Heroic and/or eccentric individuals portraitized at DocFest include South Philly epic-mosaic artist Isaiah Zagar (In a Dream), famed 1960s lefty defense attorney Charles R. Garry (The People’s Advocate), Ugandan child soldier turned boxing champ Kassim Oumaborn (Kassim the Dream), fabled post-WW2 Manhattan restauranteur and quipster Toots Shor (Toots), Beijing Olympics stadium architects Jacques Herzog and Pierre de Meuron (Bird’s Nest), "Project Runway"-winning fashion designer Jay McCarroll (Eleven Minutes) and Spanish bricklayer turned nonviolent anarchist supreme Lucio Uturbia (Lucio).

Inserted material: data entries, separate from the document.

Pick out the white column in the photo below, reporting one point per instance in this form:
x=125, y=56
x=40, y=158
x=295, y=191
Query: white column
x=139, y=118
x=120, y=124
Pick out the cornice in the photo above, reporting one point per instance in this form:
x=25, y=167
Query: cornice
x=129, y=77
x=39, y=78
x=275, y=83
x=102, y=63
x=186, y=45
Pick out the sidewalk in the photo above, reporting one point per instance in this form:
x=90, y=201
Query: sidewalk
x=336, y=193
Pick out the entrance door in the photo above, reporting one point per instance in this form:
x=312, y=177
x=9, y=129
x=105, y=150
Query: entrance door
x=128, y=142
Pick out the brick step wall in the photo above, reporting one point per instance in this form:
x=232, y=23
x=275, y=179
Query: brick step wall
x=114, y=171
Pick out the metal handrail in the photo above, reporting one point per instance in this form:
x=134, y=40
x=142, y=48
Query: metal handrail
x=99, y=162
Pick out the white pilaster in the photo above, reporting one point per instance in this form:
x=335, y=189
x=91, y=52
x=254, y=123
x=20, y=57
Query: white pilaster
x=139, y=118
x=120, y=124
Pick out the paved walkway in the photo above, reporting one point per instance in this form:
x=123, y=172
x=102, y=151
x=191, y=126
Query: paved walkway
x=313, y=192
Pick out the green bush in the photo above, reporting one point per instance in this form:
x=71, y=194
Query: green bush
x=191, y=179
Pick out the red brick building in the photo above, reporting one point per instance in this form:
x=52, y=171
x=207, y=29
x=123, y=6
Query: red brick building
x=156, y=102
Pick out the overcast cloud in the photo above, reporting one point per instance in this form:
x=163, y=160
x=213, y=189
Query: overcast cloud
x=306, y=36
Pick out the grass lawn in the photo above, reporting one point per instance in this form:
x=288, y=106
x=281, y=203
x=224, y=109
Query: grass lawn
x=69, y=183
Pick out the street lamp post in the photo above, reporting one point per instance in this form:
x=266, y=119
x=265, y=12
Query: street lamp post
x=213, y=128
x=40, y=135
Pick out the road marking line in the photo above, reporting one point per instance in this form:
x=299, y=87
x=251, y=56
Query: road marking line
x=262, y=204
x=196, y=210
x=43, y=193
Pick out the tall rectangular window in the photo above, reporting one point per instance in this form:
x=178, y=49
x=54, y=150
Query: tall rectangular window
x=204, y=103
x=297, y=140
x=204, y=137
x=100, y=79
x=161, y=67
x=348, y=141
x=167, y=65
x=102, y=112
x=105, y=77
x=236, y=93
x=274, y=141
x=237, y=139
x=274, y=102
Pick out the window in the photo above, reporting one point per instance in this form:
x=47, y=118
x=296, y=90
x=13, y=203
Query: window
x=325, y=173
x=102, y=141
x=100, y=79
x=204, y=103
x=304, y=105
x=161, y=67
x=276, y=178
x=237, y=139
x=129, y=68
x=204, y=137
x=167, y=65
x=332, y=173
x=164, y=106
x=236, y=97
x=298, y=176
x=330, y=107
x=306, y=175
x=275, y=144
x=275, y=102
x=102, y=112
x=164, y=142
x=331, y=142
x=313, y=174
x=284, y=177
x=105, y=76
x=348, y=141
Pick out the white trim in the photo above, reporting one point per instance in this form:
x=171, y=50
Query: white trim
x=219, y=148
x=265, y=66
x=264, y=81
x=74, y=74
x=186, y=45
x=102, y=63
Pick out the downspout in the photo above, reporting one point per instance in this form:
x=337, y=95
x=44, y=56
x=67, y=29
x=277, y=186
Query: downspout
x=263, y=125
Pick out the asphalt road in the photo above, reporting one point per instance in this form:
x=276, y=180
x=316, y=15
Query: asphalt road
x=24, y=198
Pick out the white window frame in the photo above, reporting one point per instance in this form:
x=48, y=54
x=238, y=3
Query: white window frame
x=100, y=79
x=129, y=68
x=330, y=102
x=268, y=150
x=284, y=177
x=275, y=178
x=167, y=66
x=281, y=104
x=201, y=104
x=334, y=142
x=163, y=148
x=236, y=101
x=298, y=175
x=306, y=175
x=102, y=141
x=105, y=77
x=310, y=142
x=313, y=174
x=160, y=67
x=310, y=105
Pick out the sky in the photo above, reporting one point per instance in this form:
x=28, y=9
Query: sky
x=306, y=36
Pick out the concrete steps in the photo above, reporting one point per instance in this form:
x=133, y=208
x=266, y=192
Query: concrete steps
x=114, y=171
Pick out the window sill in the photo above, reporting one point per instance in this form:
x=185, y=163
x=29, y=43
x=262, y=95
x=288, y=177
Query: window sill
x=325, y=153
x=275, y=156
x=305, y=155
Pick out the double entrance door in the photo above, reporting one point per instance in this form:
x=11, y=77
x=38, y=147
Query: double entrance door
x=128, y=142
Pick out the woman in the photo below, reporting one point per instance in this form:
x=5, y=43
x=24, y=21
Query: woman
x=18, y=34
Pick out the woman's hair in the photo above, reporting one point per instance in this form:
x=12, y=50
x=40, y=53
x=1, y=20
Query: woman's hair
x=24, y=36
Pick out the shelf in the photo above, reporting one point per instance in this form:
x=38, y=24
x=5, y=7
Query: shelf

There’s particular Bay Area interest in Kristy Guevara-Flanagan and awn Valadez’s Going on 13, which charts four local girls through four years of modern American adolescence. Likewise John Law and Fletcher Feudujon’s Head Trip, which follows a busload of Burning Man types (dragging a flatbed of three Doggie Diner heads) across the United States just post-9/11. At an anxiously flag-waving moment in time, they ponder whether it’s still OK to fly the freak flag.

Things kick off this Friday with official opener Chelsea on the Rocks, a first documentary feature by the ever-edgy Abel (Bad Lieutenant) Ferrara. Moving in to NYC’s notorious Chelsea Hotel to get a better grip on its boho legend, he interviews a line-up of still-breathing sometime residents (Robert Crumb, Dennis Hopper, Ethan Hawke), while archival footage recalls its variously druggy, drag-clad and or just plain fabulous past visitors: Janis Joplin, Lance Loud, Andy Warhol, William Burroughs, Quentin Crisp, Sid Vicious, Jerry Garcia….Reading that list alone is almost enough to make you pass out and require emergency resuscitation, isn’t it?